To the Editor: In the article titled “Return of Research Results from Genomic Biobanks: Cost Matters,” Bledsoe et al.1 have performed a valuable service by outlining their concerns regarding the potential cost to biobanks of policies that favor the return of individual research results to clinical genomics research participants. They correctly characterize the ClinSeq study as one that has an ongoing, direct relationship with the participants and in which the return of results is practical. They contrast ClinSeq to biobank studies in which the data analysts have several degrees of separation from the participants and in which developing the infrastructure to return results could be complex and costly. Their plea is that the relationship of the research participant to the biobank and the costs of returning results are important factors to consider and that applying the ClinSeq model to all biobanks is impractical and could harm the larger research enterprise. These are important concerns, and research to quantify the cost of returning results in a range of research designs is sorely needed.

Yet Bledsoe et al.1 seem to discourage any return of results in research involving biobanks, except when the biobank maintains the kind of direct involvement with participants that ClinSeq has. This may have the unintended consequence of incentivizing researchers to structure human genomics research studies as remote biobank-style studies to reduce costs and discourage direct engagement with research participants. I would argue that it is undesirable if this incentive were to be broadly realized, as our field needs to move toward more, not less, participant engagement. A reasonable question could be raised whether our field would benefit more from a larger number of less expensive, narrowly defined biobank studies with no participant engagement or a smaller number of more expensive studies with high degrees of ongoing participant participation, iterative phenotyping, and return of results.

I recognize that the law of unintended consequences operates at many levels in human subjects research—whenever we increase standards and human subjects protections, we incur increased costs and risk delays in discovery. Yet, recognizing what we owe back to research participants is a crucial part of ethical research. Bledsoe et al.1 recognized the importance of returning some results, those that are analytically and clinically valid, confirmed in a Clinical Laboratory Improvement Amendments–certified lab, and have serious consequences for participants. We have to consider how best to identify medically important results and offer them back to participants in the range of research models we have, including those involving biobanks.

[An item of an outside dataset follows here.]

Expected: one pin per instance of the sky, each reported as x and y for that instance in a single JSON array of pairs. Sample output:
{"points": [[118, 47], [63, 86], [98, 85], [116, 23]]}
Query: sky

Our field cannot go to the extreme of returning nothing, whether a biobank is involved in a protocol or not. We need to move toward robust and ongoing participant engagement, for scientific reasons, out of respect for our participants, and to maintain the public support of the research enterprise. I propose to translational genomics researchers the following thought experiment: imagine yourself in a room full of the participants at the close of your study, and your assignment is to describe to them the kinds of medically useful data in your data set and then justify why you gave none of it back to them. I can’t do it.

Disclosure

The author is an uncompensated consultant to, and collaborates with scientists at, the Illumina Corporation as a part of his official duties.